Very few training providers can guarantee work in the CP sector because the industry simply isn’t geared to permanent payroll employment, and even subcontract work can be ‘feast or famine’. It is also difficult to assess the ability of an individual until they have been seen and tested on a course. So beware of companies that promise too much and be wary of those that offer too little. There is currently a shortage of female CP operatives, who are in particular demand for guarding female principals, family members and children, especially in some cultures and environments.
In conclusion …
A CP qualification, and subsequent good practice and valuable experience in its application, can open many doors. Many CPOs will openly state that having this background has developed them personally, and the qualities and varied opportunities that come with it have made them more employable.
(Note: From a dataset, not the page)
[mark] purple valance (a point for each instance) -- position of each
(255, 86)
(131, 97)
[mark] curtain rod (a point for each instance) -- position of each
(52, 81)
It has led to employment with government departments, commercial companies and individuals in a variety of roles, such as risk management, threat awareness, crisis management, design consultancy, project management, management and oversight of individuals and teams providing security, to name but a few.
Furthermore, on a personal level it provides self-confidence, diplomacy and interpersonal skills, improves organisational and planning abilities, and instils an ability to see the bigger picture and understand strategic viewpoints. In addition, experienced CPOs will openly state that they are able to relate to and liaise with people on different levels, from those lower down in the security industry to the movers, shakers and decision-makers high up, not afraid to offer well-thought-out and structured answers or acting as that ‘voice of reason’ and sense at all levels. Finally, CPOs are some of the few who are able to fill the gap between the operational aspects of the industry and the theoretical professionals.